The short answer: Yes. But not quite.
I joked with friends and colleagues that I probably learned more Python than Chinese from this mini-project. And in the months since, my self-planned Chinese lessons have faltered and slowed after progressing to several hundred characters. I put this down to negligence and distractions, both of which cannot be solved by my code.
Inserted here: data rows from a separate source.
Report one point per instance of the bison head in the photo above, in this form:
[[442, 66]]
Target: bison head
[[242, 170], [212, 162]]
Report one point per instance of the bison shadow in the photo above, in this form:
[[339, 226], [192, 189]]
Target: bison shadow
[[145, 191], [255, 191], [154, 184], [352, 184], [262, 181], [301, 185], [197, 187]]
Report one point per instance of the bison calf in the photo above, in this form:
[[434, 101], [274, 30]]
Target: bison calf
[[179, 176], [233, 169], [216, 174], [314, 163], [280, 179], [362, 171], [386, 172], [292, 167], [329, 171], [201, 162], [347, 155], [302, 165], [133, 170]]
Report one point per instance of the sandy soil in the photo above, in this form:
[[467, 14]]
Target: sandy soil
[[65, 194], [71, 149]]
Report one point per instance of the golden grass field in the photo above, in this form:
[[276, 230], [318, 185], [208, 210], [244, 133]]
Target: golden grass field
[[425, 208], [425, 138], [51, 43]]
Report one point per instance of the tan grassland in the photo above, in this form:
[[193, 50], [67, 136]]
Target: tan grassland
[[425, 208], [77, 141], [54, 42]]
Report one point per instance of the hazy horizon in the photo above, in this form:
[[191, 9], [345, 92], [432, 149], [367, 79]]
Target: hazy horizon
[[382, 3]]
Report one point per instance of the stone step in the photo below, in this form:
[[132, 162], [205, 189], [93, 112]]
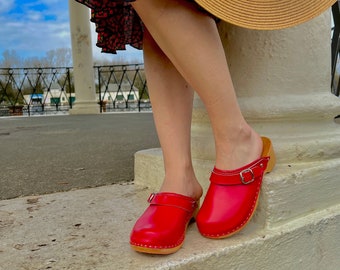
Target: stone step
[[89, 229]]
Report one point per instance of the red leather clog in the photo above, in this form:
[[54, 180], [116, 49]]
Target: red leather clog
[[161, 229], [232, 196]]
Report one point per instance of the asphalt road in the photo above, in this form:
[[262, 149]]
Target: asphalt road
[[40, 155]]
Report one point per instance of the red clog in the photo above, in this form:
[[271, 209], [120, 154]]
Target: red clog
[[161, 229], [232, 196]]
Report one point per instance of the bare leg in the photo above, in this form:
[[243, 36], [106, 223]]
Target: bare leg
[[191, 41], [172, 99]]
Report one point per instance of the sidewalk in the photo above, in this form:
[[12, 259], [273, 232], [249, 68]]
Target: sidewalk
[[48, 154]]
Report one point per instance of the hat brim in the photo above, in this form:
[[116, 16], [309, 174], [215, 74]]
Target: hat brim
[[266, 14]]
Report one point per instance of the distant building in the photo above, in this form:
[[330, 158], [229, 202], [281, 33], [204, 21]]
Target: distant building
[[115, 96]]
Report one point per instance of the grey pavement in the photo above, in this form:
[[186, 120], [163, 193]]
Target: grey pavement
[[47, 154]]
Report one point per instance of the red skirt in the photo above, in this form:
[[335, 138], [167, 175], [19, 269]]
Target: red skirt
[[117, 24]]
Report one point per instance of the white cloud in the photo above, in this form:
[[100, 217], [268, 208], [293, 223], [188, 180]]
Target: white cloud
[[6, 5], [31, 34]]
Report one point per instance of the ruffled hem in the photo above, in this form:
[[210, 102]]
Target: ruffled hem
[[117, 24]]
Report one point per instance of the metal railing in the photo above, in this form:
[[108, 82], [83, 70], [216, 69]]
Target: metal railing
[[122, 88], [43, 91], [31, 91]]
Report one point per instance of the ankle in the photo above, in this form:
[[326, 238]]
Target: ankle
[[185, 184], [240, 148]]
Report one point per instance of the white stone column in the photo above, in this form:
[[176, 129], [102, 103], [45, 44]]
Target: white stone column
[[86, 100]]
Still, from time to time, I do pick up my notebook and practice writing new characters, most of which I pick up from parse_article and then test myself via scramble_chinese. I also think about how I could improve these programs. For instance, it could help to add some basic natural language processing (NLP) techniques to split a news article’s text and capture common multi-character phrases or words.9
Who knows? Perhaps by writing more Python, I might just end up learning some Chinese.
Footnotes:
- I had gotten the Chineasy Everyday book, which is quite fun in that it is very visual by turning every character into a picture. However, I feel this gives the unintended impression that all characters are pictographs (which they are not; see below). I should also note this textbook does not follow a lesson-by-lesson structure and instead functions more like a reference book.
- There are several Chinese character classifications, with phono-semantic compounds being the most common. These characters typically consists of two or more building blocks, one to indicate the sound and another to indicate the meaning.
- Here, I am referring to Hanyu pinyin, which is the romanticization system for Mandarin.
- I should note that I’m really fortunate to have a tablet and this is of course not needed! That said, I am also not sure why I didn’t just start with makeshift quizzes on my tablet in the first place…
- How lucky we are to be learning programming in an age of limitless resources! The Google Sheets API documentation was super easy to follow and use.
- Of course, reading a newspaper also requires contextual knowledge of a language and the culture involved.
- This means that, technically, parse_article could be used for Korean or Japanese new articles too!
- In Chinese, “celebrity” can be written as “明星”, which literally translates into “bright star”.
- In natural language processing, this technique is known as tokenization. I also found a library for segmenting Chinese, called jieba (which is pinyin for 结巴, meaning “to stutter”, haha).